“You drink that light crap again, Caleb, I swear I’m cutting you off.”
The woman behind the bar doesn’t even look at him when she says it. She’s drying a glass with a rag that’s seen better days.
Caleb leans back on his stool, boots hooked on the rung, cap low over his eyes.
“It’s still beer, Martha.”
“Beer’s supposed to taste like regret and bad decisions.”
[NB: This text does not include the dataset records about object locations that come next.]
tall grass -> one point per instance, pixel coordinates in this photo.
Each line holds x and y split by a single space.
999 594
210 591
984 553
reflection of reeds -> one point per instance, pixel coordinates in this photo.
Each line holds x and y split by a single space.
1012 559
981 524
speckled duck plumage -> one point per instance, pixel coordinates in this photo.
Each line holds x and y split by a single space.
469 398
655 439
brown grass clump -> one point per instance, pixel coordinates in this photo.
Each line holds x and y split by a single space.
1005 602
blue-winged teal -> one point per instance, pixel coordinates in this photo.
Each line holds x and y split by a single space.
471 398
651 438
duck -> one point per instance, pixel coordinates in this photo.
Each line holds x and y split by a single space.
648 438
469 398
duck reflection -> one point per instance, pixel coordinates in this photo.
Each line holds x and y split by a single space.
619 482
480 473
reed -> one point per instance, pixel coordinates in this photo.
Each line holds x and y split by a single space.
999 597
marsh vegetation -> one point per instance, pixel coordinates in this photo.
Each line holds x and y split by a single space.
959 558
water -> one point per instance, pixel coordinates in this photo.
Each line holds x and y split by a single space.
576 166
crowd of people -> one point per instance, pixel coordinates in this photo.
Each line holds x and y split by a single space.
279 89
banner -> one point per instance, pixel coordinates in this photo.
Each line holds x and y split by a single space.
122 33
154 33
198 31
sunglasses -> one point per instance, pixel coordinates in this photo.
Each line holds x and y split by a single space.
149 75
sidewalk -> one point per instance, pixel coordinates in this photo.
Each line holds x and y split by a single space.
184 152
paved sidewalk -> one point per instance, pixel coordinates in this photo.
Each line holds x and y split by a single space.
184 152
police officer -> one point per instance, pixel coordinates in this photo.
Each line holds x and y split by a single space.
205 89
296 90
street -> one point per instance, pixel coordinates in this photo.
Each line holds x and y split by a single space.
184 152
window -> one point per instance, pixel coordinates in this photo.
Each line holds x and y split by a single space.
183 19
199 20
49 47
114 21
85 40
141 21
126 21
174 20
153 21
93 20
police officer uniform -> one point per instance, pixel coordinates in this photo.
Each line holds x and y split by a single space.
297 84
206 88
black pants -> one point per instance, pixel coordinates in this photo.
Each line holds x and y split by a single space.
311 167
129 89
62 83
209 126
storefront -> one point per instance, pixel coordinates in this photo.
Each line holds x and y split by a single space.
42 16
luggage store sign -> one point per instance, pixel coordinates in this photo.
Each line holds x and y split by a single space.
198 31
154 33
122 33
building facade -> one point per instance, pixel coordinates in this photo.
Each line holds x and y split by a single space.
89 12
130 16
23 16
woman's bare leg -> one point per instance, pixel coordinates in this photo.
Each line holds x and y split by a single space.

“That explains your ex-husbands.”
She points the rag at him. “You’re thirty-two. No wife. No girl. Nothin’. One day a woman’s gonna walk through that door and you won’t even notice.”
Caleb snorts softly into his bottle. “Ain’t no woman just walking through that door, Martha.”
The bell above the door doesn’t ring yet — but a few heads lift anyway.
Outside the front window, an unfamiliar vehicle rolls slowly to the curb. Not a pickup. Not something beat up or mud-splattered. Clean. Dark paint. A little too new. A little too nice.
Conversations trail off.
Caleb tilts his bottle, then pauses mid-sip. He leans slightly to look past the window frame.
“…Don’t recognize that one,” he says.
Martha squints hard, presses her lips together. “That ain’t Jim’s. Ain’t Pete’s. And it sure as hell ain’t yours.”
The car idles. The engine sounds wrong for the town — too quiet, too smooth.
A phone screen lights up inside the vehicle.
Caleb lets out a soft breath through his nose. “Well I’ll be damned.”
Martha straightens. “Is that an Uber?”
The word lands weird in the room. Someone at the back snorts. Another guy mutters, “Out here?”
The rear door opens. Someone steps out. The driver stays put.
Martha shakes her head. “No construction guy around here drives somethin’ like that.”
Caleb nods once. “Nah. Too clean.”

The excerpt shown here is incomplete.